Die Klägerin zu 3) hat gegen die Beklagte einen Anspruch auf Zahlung von 34.000 € gemäß §§ 280 Abs. 1, 705 BGB i.V.m. § 7 Abs. 5 des Gesellschaftsvertrages. Danach haftet diese als ehemalige geschäftsführende Gesellschafterin für Schäden, die der Gesellschaft durch ihr Handeln entstanden sind. Dabei obliegt der Klägerin die Darlegungs- und Beweislast, dass ihr durch eine entsprechende Handlung ein Schaden entstanden ist, während die Beklagte als Geschäftsführerin die Erfüllung ihrer Pflichten als Geschäftsführerin darlegen und beweisen muss (Grüneberg in Grüneberg, BGB, § 713 Rn. 11). Maßstab ist entsprechend des Gesellschaftsvertrages die Sorgfalt eines ordentlichen Kaufmannes.
Unter Zugrundelegung dieser Maßstäbe ist der Klägerin aufgrund des unstreitigen Sachvortrags zu einer auf Veranlassung der Beklagten erfolgten, nicht abgestimmten Überweisung von dem Konto der H. auf das Gesellschaftskonto in Höhe von 31.000 € und der nur wenige Tage später erfolgten Überweisung von 34.000 € auf das Konto der Beklagten ein Schaden in entsprechender Höhe entstanden. Denn die Beklagte hat nicht hinreichend dargelegt und im Übrigen auch nicht bewiesen, dass der Mittelabfluss von dem Gesellschaftskonto in Höhe von 34.000 € aufgrund einer Gegenleistung der Beklagten erfolgte. Es fehlt bereits an hinreichendem Vortrag dazu, welche konkreten Renovierungsarbeiten zu welchen konkreten Kosten im Umfang von 34.000 € die Beklagte zu 1) veranlasst und aus eigenen Mitteln bezahlt hat. Entsprechende Zahlungsbelege der Beklagten zu 1) wurden nicht vorgelegt. Die Ausführungen des Geschäftsführers der Beklagten in diesem Zusammenhang waren erneut zu oberflächlich, um die Kammer zu überzeugen.

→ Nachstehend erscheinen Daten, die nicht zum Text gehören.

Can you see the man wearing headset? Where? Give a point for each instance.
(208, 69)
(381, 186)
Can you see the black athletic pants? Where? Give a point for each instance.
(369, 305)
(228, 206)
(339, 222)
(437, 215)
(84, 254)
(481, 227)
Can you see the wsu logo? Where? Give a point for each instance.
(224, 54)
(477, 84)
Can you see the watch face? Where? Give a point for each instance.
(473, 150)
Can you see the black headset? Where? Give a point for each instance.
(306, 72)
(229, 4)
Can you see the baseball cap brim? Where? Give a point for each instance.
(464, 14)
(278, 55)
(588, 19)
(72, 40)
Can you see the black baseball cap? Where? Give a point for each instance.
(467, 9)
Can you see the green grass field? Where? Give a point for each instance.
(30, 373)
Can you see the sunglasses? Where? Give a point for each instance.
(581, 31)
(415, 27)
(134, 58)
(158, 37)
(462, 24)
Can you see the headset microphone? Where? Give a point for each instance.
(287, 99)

Ein Schaden in Höhe von 31.000 € entfällt auch nicht deshalb, weil auf das Konto der Klägerin zu 3) ein Betrag in entsprechender Höhe seitens der H. überwiesen wurde. Nach dem Vortrag der Beklagten handelt es sich um ein Darlehen, das zum Zweck der Erstattung der behaupteten Aufwendungen der Beklagten gewährt wurde. Dies zugrunde gelegt besteht gegenüber der Klägerin ein Anspruch der GRC auf Darlehensrückzahlung, welcher nach Insolvenzeröffnung durch den Insolvenzverwalter geltend gemacht werden kann. Das Vermögen der Klägerin zu 3) ist insoweit gemindert. Die behauptete Darlehensgewährung entspricht auch nicht der Sorgfalt eines ordentlichen Kaufmannes. Die Klägerinnen zu 1) und 2) hatten die Aufstockung der Darlehen nach dem Vortrag der Beklagten abgelehnt. Hierfür sah § 8 Abs. 2 des Gesellschaftsvertrages einen entsprechenden Gesellschafterbeschluss vor. Erst Recht hätte danach ein Darlehen aus Fremdmitteln einer entsprechenden Abstimmung und eines Beschlusses der Gesellschafter bedurft, zumal nach dem Gesellschaftsvertrag die Beklagte die über einen Betrag von 180.000 € hinausgehenden Sanierungskosten selbst zu tragen hatte.
Der Zinsanspruch folgt aus § 291 BGB, allerdings erneut nur in Höhe von 5 Prozentpunkten über dem Basiszinssatz, da es sich bei der Schadensersatzforderung nicht um eine Entgeltforderung handelt.
IV.
Die prozessualen Nebenentscheidungen beruhen auf §§ 91, 709 ZPO.